Mapping Higher Education's Future
Early in his first term, President Obama set an ambitious goal for the nation — become the country with the highest percentage of college graduates by 2020.
As the halfway point for the initiative has passed, it is time to review the progress. First, however, it might be helpful to clarify exactly what will be required to achieve the president's goal.
When the goal was established, slightly more than 40 percent of all Americans over 25 held some type of postsecondary degree. Since the goal was established, the rates have been creeping up at a pace of less than 1 percent annually. If this trend continues, the overall number will be less than 50 percent —insufficient to achieve the goal.
And, as of 2010, several nations had already surpassed the United States in the number of people possessing postsecondary credentials. Canada, for example, was at 50 percent, and Israel and Japan were at 45 and 44 percent, respectively. America also did not compare favorably in terms of the number of students who completed their degrees. A Harvard study in 2010 reported that only 46 percent of American students completed their degrees. In Japan, the study reported that the number was 89 percent, and it was 63 percent in Slovakia and 61 percent in Poland.

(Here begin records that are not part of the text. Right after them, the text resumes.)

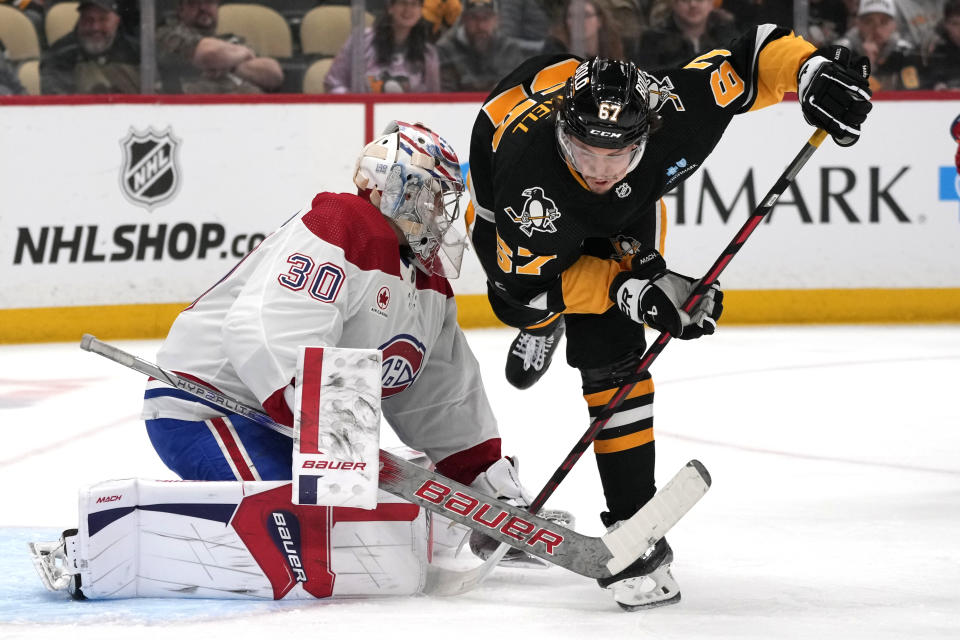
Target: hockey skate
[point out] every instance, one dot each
(530, 354)
(55, 562)
(647, 583)
(501, 480)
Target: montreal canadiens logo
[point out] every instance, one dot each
(402, 359)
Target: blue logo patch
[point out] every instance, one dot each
(679, 164)
(949, 184)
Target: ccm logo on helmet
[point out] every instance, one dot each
(605, 134)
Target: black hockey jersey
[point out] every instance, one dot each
(546, 242)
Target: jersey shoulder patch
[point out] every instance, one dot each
(354, 225)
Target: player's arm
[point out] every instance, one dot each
(766, 62)
(297, 296)
(446, 406)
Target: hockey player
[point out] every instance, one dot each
(569, 160)
(365, 271)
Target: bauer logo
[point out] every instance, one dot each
(402, 358)
(949, 184)
(150, 173)
(284, 529)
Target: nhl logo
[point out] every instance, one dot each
(150, 173)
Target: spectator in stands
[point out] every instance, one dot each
(9, 83)
(747, 13)
(894, 59)
(828, 21)
(600, 34)
(691, 27)
(525, 22)
(943, 60)
(192, 58)
(630, 17)
(397, 51)
(95, 58)
(33, 9)
(918, 20)
(475, 56)
(442, 15)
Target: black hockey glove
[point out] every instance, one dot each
(834, 92)
(652, 294)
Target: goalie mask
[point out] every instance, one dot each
(413, 177)
(606, 104)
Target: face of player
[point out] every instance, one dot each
(96, 29)
(199, 14)
(692, 12)
(405, 13)
(480, 27)
(601, 168)
(876, 27)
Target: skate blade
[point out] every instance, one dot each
(45, 562)
(524, 561)
(651, 605)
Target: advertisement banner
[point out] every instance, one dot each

Since these other nations are not going to remain stagnant between now and 2020, the possibility exists that the gap between them and the United States will be at least as great when the decade ends.
This does not mean there is no good news to report. According to the Bureau of Labor Statistics, 68.4 percent of those graduating high school in 2014 were attending college by October, an increase of 2.5 percent over the previous year. Approximately 90 percent of the 2014 high school graduates were attending full time, but tellingly, 37.9 percent were either employed or actively seeking employment. Among adult learners, more than 60 percent held part-time or full-time jobs.
Several surveys have been conducted over the last five years to determine why students are failing to complete their educations. Time and again, the response involved the costs. One study found that 41 percent of the adult learners surveyed cited financial problems as necessitating dropout. Among students of all age groups, 70 percent stated that they quit studying to earn a living, citing the cost of tuition and the difficulties of juggling work with classes.
Regardless of whether the nation achieves the president's goal, the initiative has focused attention on areas in which the Higher Education system could be improved. More attention is being paid to the special needs of adult learners, and many institutions have made great strides, such as greater availability of classes on weekends or evenings, on-campus child care, and courses that offer at least some online element. Many institutions need to initiate or expand efforts in Prior Learning Assessment and Competency-Based Education.
Adaptations will not be enough to meet the president's goal if the issue of ever-rising tuition costs are not addressed. The challenge was made at a time when the economy was already struggling, causing many state and local governments and private employers to cut spending dramatically. A recent study based on UNESCO's educational statistics revealed that no nation requiring tuition up front as in the United States had a gross graduation rate exceeding 50 percent. Tuition reform may be the only way America can reclaim its status as the best-educated nation in the world.